Observei o detetive por alguns segundos antes de me virar para Ricardo.

— Ricardo, se sua irmã aparecer, nos avise imediatamente. — Pedi.

— O que está acontecendo? — Seu olhar implorava por uma resposta. Os cantos dos lábios apertados de descontentamento.

— Não conte para o seu pai... — Nico me mataria por aquela atitude. — O Miguel é o assassino da rosa. — Nico buzinou. — Desculpa, preciso ir.

Segundo os planos de Nico, precisaríamos descobrir o paradeiro de Nia e Miguel com a ajuda dos funcionários do aeroporto.

♠♠♠♠

— Você quer fazer xixi? — Juan perguntou, mas sabia que era uma pergunta inútil porque ela não responderia. — Vou levar você ao banheiro.

Rápido e preciso, o homem pegou Nia nos braços enquanto observava o terror em seus olhos. Mesmo que ela o odiasse, precisaria dele porque Miguel não voltaria cedo. E os efeitos da droga eram mais persistentes do que a mulher poderia supor.

Depois de tudo resolvido, Juan devolveu Nia para sua posição inicial e voltou a se sentar na cadeira ao lado da cama.
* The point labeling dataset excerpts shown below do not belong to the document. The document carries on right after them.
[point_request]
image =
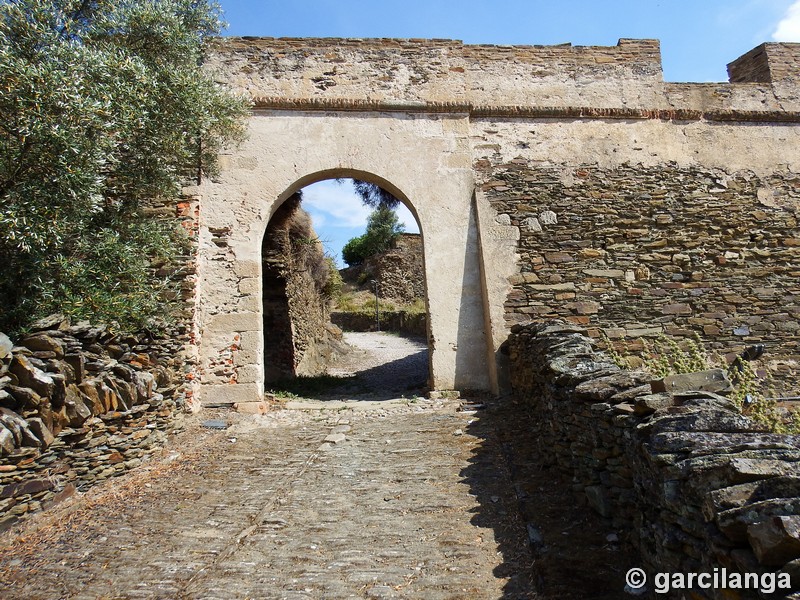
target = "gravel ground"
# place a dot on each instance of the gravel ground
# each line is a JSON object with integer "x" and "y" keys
{"x": 382, "y": 366}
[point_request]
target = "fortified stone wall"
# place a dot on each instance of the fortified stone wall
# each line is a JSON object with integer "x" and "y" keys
{"x": 548, "y": 181}
{"x": 399, "y": 271}
{"x": 637, "y": 251}
{"x": 694, "y": 484}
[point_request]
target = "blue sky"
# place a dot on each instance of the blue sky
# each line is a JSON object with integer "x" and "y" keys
{"x": 698, "y": 39}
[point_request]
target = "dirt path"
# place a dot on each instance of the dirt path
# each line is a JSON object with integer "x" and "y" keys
{"x": 383, "y": 499}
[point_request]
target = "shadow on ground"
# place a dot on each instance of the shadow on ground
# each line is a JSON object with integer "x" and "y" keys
{"x": 553, "y": 547}
{"x": 402, "y": 378}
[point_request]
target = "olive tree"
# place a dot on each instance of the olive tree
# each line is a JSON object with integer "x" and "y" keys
{"x": 105, "y": 108}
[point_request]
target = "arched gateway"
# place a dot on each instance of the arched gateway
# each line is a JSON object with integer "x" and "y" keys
{"x": 444, "y": 126}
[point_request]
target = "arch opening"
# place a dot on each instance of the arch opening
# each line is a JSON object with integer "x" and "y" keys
{"x": 323, "y": 318}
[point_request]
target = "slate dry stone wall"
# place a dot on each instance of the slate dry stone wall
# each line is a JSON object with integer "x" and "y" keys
{"x": 637, "y": 251}
{"x": 80, "y": 404}
{"x": 693, "y": 484}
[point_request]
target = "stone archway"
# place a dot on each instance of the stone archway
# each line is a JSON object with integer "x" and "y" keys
{"x": 299, "y": 339}
{"x": 422, "y": 159}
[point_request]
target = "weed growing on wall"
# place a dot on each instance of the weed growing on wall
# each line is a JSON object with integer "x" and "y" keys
{"x": 665, "y": 356}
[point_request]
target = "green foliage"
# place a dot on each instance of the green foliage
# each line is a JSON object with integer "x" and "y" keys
{"x": 104, "y": 110}
{"x": 374, "y": 196}
{"x": 751, "y": 394}
{"x": 383, "y": 226}
{"x": 334, "y": 283}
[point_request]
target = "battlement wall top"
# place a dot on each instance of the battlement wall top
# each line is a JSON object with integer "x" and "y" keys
{"x": 387, "y": 71}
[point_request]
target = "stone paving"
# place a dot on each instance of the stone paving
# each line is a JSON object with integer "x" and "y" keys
{"x": 398, "y": 499}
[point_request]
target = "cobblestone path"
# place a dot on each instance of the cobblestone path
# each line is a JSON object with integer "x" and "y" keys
{"x": 398, "y": 499}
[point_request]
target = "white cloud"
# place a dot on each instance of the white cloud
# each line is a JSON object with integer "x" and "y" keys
{"x": 334, "y": 205}
{"x": 788, "y": 29}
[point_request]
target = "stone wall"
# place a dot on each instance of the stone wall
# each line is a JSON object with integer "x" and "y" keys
{"x": 694, "y": 484}
{"x": 79, "y": 404}
{"x": 634, "y": 251}
{"x": 464, "y": 134}
{"x": 766, "y": 63}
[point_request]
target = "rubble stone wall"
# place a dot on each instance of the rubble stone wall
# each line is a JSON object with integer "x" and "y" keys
{"x": 694, "y": 484}
{"x": 635, "y": 251}
{"x": 80, "y": 404}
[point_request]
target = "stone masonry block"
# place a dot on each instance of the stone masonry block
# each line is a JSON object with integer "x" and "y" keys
{"x": 230, "y": 394}
{"x": 233, "y": 322}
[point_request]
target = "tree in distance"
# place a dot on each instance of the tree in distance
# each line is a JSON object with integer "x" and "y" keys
{"x": 383, "y": 226}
— Onde parei? — Perguntou enquanto sorria com escárnio. — Ah sim... Comecei a contar meus planos malignos como os vilões das animações. — Riu sem humor. — Resolvi dar a você o que você mais quis. Assim você iria me amar, mas antes preciso avisar que eu não apareço apenas nas madrugadas.
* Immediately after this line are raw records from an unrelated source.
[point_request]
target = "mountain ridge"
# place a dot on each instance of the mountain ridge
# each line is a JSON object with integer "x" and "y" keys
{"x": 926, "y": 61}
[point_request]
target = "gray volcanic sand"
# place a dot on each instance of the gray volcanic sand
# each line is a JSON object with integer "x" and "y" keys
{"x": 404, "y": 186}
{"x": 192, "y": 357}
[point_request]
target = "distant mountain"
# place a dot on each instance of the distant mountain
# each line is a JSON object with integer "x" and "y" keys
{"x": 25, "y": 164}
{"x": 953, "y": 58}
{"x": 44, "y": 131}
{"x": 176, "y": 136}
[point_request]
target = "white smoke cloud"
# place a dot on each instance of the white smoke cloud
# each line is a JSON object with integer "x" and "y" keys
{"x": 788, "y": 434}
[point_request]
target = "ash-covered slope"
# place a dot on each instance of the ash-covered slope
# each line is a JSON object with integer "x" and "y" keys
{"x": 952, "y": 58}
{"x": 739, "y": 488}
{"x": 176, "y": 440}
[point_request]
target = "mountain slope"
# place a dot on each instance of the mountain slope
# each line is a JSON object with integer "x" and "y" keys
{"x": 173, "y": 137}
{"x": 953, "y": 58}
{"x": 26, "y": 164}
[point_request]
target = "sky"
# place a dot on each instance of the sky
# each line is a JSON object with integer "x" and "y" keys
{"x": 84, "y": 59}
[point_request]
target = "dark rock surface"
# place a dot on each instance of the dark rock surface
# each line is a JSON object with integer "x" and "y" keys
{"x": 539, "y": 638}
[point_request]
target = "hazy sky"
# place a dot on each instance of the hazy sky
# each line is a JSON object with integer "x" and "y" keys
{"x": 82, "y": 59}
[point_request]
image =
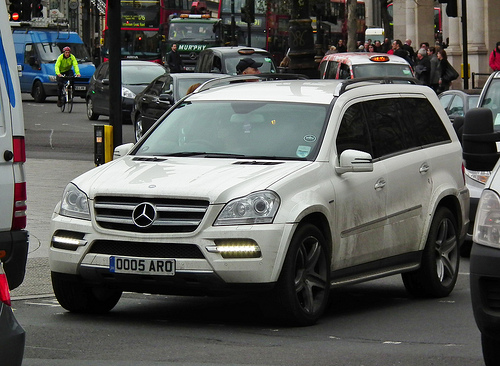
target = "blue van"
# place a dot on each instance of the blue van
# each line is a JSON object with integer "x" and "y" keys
{"x": 37, "y": 49}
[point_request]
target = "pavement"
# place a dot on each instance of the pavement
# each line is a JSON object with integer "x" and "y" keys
{"x": 46, "y": 179}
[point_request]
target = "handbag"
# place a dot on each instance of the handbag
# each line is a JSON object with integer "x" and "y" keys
{"x": 450, "y": 73}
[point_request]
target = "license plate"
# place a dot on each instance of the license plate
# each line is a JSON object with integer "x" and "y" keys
{"x": 147, "y": 266}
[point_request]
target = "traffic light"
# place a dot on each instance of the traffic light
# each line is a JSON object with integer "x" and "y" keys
{"x": 248, "y": 12}
{"x": 37, "y": 8}
{"x": 15, "y": 10}
{"x": 451, "y": 7}
{"x": 26, "y": 12}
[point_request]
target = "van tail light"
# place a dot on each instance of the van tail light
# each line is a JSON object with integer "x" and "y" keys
{"x": 19, "y": 214}
{"x": 4, "y": 287}
{"x": 19, "y": 149}
{"x": 20, "y": 196}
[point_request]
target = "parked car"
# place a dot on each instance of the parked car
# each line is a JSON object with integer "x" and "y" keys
{"x": 457, "y": 102}
{"x": 160, "y": 95}
{"x": 480, "y": 138}
{"x": 360, "y": 64}
{"x": 136, "y": 76}
{"x": 475, "y": 179}
{"x": 283, "y": 189}
{"x": 223, "y": 60}
{"x": 38, "y": 45}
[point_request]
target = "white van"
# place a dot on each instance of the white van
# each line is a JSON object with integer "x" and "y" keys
{"x": 13, "y": 234}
“Sim, eu estava perto naquela sexta-feira. Quando você desceu do carro, não observou os arredores. Já tinha combinado tudo com o meu pai; ele ligaria para a empresa onde seu amigo Isac trabalha e pediria um favor, assim o indecente ficaria preso e não poderia comparecer. Você entrou no bar e esperou. Desapareci. Deixei para Miguel a missão de ir ao bar e se apaixonar por você. Claro que ele poderia estragar tudo e meu trabalho iria pelo ralo, mas não aconteceu. Meu irmão entrou no bar e viu você no balcão, exatamente o tipo de mulher que ele procurava, com o bônus da cor dos olhos.”

Juan bebeu um pouco de água antes de continuar a história.

— É. Ele fez tudo certo, o coração dele bateu mais forte quando viu você. Então ele te seduziu, foi fácil, você se sentiu atraída demais por ele. Um tipão, não é? Enquanto vocês conversavam, Naila vigiava os passos de Miguel sob as ordens de meu pai. Ela precisava dele, o pai dela tinha sido aliado do meu e a aliança permaneceu. — Juan se mexeu na cadeira. — Foi um belo plano. Quando percebeu que vocês estavam prestes a sair, a mudinha deu sinal para o funcionário que trabalhava com ela estacionar um furgão da clínica ali na frente. Foi rápido. Carregaram o homem ainda vivo até o beco, mãos amarradas, amordaçado com uma espécie de tecido bem macio, que não deixou marcas. Encenaram como se ele andasse. Era um cliente do meu pai. A marreta para matá-lo já estava escondida por ali, apenas a usaram e colocaram a rosa no corpo sem vida.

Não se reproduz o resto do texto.